By Debra Myers     Jul 13, 2007 in World
The Judge that ordered Saddam Hussein to be hanged, is set to come to Cornell University to teach. He will be the first "Clarke Middle East Fellow" to teach at Cornell Law School. However, despite the anticipation, safety issues abound.
Ithaca, NY - Judge Ra'id Juhi Hamadi Al-Saiedi should be arriving in Ithaca either today or sometime tomorrow. Ithaca, the home of Cornell University, has been hesitant about bringing him here until some issues involving that of his safety, that of his family's safety, as well as the safety of the community itself have been evaluated. “Cornell won't be bringing Mr. Al-Saiedi to Ithaca until our due diligence is complete and we all are satisfied that he can be welcomed here in the manner that this community is known for,” said Simeon Moss, a Cornell spokesman.
The concern comes from the fact that the Judge has been a target for assassination attempts in the past. During Saddam Hussein's trial, eight Sunni Arabs were arrested for allegedly plotting to kill Juhi. As we know, two of Saddam's lawyers were killed and another wounded during his trial.

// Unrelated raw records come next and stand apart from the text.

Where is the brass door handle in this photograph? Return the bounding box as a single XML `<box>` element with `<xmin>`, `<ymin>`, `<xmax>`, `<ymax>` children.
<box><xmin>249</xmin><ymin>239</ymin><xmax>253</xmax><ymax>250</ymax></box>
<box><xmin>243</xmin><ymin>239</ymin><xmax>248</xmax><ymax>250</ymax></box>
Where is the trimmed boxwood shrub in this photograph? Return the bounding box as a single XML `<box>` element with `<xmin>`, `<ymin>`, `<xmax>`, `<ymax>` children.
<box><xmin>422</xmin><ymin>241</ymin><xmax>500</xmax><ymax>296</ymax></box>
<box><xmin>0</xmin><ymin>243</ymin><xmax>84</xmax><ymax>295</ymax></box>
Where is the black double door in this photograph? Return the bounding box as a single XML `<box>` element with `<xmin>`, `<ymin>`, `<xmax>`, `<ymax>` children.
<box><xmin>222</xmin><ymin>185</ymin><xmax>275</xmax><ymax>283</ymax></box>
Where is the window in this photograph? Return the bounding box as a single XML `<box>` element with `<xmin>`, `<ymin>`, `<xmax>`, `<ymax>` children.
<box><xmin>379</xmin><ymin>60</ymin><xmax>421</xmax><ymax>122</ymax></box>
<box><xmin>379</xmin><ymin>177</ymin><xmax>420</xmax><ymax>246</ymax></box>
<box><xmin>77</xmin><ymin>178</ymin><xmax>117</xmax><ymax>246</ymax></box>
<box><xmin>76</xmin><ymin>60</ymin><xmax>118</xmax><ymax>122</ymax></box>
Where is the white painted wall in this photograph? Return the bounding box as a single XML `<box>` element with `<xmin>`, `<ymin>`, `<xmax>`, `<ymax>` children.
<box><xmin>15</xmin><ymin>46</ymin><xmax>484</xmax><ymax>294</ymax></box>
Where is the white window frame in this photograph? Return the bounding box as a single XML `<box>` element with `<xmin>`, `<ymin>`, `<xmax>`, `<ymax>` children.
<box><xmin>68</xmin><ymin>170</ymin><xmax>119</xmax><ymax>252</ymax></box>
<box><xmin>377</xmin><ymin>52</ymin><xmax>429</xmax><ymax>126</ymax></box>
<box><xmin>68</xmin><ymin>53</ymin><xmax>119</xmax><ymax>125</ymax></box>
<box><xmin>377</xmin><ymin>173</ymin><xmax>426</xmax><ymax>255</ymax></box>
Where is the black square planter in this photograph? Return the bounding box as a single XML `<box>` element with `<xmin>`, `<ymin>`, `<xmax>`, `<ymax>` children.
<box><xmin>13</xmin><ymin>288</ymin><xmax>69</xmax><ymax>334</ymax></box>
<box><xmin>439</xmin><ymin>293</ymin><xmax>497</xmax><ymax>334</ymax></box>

As it stands, the Mayor Carolyn Peterson, the Town supervisor Cathy Valentino, and the Ithaca Police Chief Lauren Signer, are asking for a written assessment as to the risks involved having Judge Ra'id Juhi Hamadi Al-Saiedi there. Many agencies are working together, The FBI, the Secret Service as well as local agencies, to come up with a plan should anything happen during the Judge's three year stay here.
“If any threats do evolve, we will work with state and local authorities to vet the threats,” said Paul Holstein, media coordinator and chief division counsel for the Albany division of the FBI. “The FBI is vigilant in analyzing any information to indicate possible threats to this country. In this case we're not aware of any credible threats to this individual or to members of the public due to his arrival or stay.”
Police chief Signer stated her concerns, “How can I protect him if I don't know who his enemies are?” she said. “If he is a high-value target for the Iraqi insurgents over there, what might be the dangers here? Their initial assessment caused us to ask ourselves questions about how we would be involved in the security of the judge,” she said.
Her Internet research, Signer said, revealed one verified, significant attempt on Juhi's life. However, her research did not clear up who Juhi's enemies are, she added.
In January, the law school invited Juhi to Cornell because of his expertise on the Middle East's legal issues, and to enhance the educational opportunities at the school. As it stands now, the school has a very diverse population."Within Cornell's Ithaca population, about 16 percent of students are foreign nationals, about 5 percent of staff are foreign nationals, and about 6 percent of faculty are foreign nationals" Adding Juhi to the staff will certainly bring in more students who want to learn more about the laws in the Middle East.
While Juhi is here, he will be working on a book about Iraqi High Tribunal.
My hope is that his stay here will bring nothing more than a better understanding of the Middle East's laws and practises.